Андрей поспешил на выручку товарищу.
— Обычаи не обычаи, государь, но захваченного на войне казаки не возвращают, — подсказал Андрей.
— У меня возвратят! — злился царевич. — Я поеду к ним сам!
— Не делай этого, государь! — загородил ему дорогу Андрей. — Это тебе только повредит! Давай грамоту. Я поеду к ним.
Грамота ещё писалась, а в небольшой домик на окраине Чернигова, в котором остановился царевич и который заволакивало дымом от пожаров, уже стали приносить сообщения о новых грабежах. Более того, казаки даже сами приходили объясняться с царевичем: они-де хотели помочь государеву войску, когда захватывали предместья, иначе здесь закрепились бы его враги, которые держат сторону злодея Бориса!
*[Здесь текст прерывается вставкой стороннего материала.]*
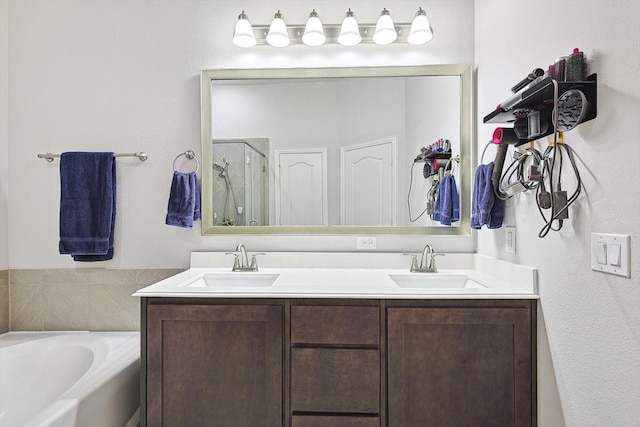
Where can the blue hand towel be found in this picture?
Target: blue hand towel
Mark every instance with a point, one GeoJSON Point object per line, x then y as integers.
{"type": "Point", "coordinates": [184, 200]}
{"type": "Point", "coordinates": [87, 205]}
{"type": "Point", "coordinates": [447, 206]}
{"type": "Point", "coordinates": [486, 208]}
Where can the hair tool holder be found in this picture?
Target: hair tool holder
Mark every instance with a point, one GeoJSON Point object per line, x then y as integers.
{"type": "Point", "coordinates": [563, 91]}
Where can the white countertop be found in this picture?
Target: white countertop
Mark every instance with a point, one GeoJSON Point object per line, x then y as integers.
{"type": "Point", "coordinates": [349, 275]}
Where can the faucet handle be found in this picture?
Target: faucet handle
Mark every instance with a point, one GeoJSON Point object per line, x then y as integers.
{"type": "Point", "coordinates": [414, 261]}
{"type": "Point", "coordinates": [432, 261]}
{"type": "Point", "coordinates": [254, 264]}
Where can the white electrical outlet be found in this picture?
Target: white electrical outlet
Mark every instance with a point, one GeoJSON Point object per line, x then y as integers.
{"type": "Point", "coordinates": [510, 239]}
{"type": "Point", "coordinates": [365, 243]}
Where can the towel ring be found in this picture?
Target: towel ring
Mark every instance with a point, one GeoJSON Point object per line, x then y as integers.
{"type": "Point", "coordinates": [190, 155]}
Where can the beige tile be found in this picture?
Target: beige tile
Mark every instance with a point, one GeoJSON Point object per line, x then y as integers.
{"type": "Point", "coordinates": [66, 307]}
{"type": "Point", "coordinates": [4, 301]}
{"type": "Point", "coordinates": [27, 307]}
{"type": "Point", "coordinates": [89, 276]}
{"type": "Point", "coordinates": [112, 308]}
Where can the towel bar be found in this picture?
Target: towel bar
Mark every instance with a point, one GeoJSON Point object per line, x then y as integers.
{"type": "Point", "coordinates": [140, 155]}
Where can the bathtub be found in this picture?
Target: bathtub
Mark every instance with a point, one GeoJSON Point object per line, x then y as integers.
{"type": "Point", "coordinates": [69, 379]}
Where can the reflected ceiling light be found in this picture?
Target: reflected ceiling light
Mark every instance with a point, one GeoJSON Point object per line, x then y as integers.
{"type": "Point", "coordinates": [349, 31]}
{"type": "Point", "coordinates": [278, 35]}
{"type": "Point", "coordinates": [421, 31]}
{"type": "Point", "coordinates": [243, 35]}
{"type": "Point", "coordinates": [385, 30]}
{"type": "Point", "coordinates": [313, 32]}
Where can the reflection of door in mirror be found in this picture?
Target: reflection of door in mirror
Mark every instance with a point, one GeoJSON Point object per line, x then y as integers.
{"type": "Point", "coordinates": [368, 183]}
{"type": "Point", "coordinates": [301, 187]}
{"type": "Point", "coordinates": [240, 182]}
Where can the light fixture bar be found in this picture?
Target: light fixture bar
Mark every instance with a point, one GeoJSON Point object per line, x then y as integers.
{"type": "Point", "coordinates": [331, 31]}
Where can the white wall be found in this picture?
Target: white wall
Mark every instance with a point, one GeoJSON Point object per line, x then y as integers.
{"type": "Point", "coordinates": [4, 134]}
{"type": "Point", "coordinates": [592, 320]}
{"type": "Point", "coordinates": [124, 76]}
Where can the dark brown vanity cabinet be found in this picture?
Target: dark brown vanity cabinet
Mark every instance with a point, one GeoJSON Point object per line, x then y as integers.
{"type": "Point", "coordinates": [461, 364]}
{"type": "Point", "coordinates": [335, 363]}
{"type": "Point", "coordinates": [338, 363]}
{"type": "Point", "coordinates": [213, 365]}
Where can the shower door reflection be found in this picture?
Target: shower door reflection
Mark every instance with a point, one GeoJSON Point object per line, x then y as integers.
{"type": "Point", "coordinates": [240, 184]}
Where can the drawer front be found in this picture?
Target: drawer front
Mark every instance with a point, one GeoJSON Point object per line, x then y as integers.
{"type": "Point", "coordinates": [312, 421]}
{"type": "Point", "coordinates": [335, 380]}
{"type": "Point", "coordinates": [335, 325]}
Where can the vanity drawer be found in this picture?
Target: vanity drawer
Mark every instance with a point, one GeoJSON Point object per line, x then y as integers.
{"type": "Point", "coordinates": [335, 325]}
{"type": "Point", "coordinates": [313, 421]}
{"type": "Point", "coordinates": [335, 380]}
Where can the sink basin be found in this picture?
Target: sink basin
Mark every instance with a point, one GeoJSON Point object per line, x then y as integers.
{"type": "Point", "coordinates": [235, 279]}
{"type": "Point", "coordinates": [435, 281]}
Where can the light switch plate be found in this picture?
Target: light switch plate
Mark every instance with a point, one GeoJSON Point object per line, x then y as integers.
{"type": "Point", "coordinates": [610, 244]}
{"type": "Point", "coordinates": [510, 239]}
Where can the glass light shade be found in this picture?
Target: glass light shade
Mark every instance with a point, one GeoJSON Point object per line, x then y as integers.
{"type": "Point", "coordinates": [349, 31]}
{"type": "Point", "coordinates": [385, 32]}
{"type": "Point", "coordinates": [313, 32]}
{"type": "Point", "coordinates": [278, 35]}
{"type": "Point", "coordinates": [420, 32]}
{"type": "Point", "coordinates": [243, 35]}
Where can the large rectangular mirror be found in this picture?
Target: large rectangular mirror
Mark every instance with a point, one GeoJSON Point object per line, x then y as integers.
{"type": "Point", "coordinates": [334, 150]}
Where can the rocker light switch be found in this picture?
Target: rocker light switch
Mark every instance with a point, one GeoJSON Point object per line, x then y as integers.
{"type": "Point", "coordinates": [614, 255]}
{"type": "Point", "coordinates": [610, 254]}
{"type": "Point", "coordinates": [601, 253]}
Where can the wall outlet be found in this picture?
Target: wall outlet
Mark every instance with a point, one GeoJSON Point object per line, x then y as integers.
{"type": "Point", "coordinates": [365, 243]}
{"type": "Point", "coordinates": [510, 239]}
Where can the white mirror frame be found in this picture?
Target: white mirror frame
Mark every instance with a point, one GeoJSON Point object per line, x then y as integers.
{"type": "Point", "coordinates": [467, 149]}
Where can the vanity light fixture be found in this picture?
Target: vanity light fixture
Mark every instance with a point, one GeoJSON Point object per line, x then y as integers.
{"type": "Point", "coordinates": [385, 30]}
{"type": "Point", "coordinates": [313, 32]}
{"type": "Point", "coordinates": [243, 35]}
{"type": "Point", "coordinates": [420, 32]}
{"type": "Point", "coordinates": [349, 33]}
{"type": "Point", "coordinates": [278, 35]}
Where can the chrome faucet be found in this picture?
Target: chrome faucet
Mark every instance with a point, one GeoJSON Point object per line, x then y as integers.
{"type": "Point", "coordinates": [427, 261]}
{"type": "Point", "coordinates": [241, 260]}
Казаков слушать не стали, к царевичу не допустили.
Царевич, выслушав прочие донесения, неожиданно спросил:
— Когда подойдут наши войска?
— Вероятно, сегодня вечером, — откликнулся Андрей.
Царевич встал с места, выпрямился и решительно выдохнул:
— Тогда пиши вот что, друг мой Андрей! Если казаки к завтрашнему утру не возвратят награбленное — завтра в обед с ними будут биться мои войска!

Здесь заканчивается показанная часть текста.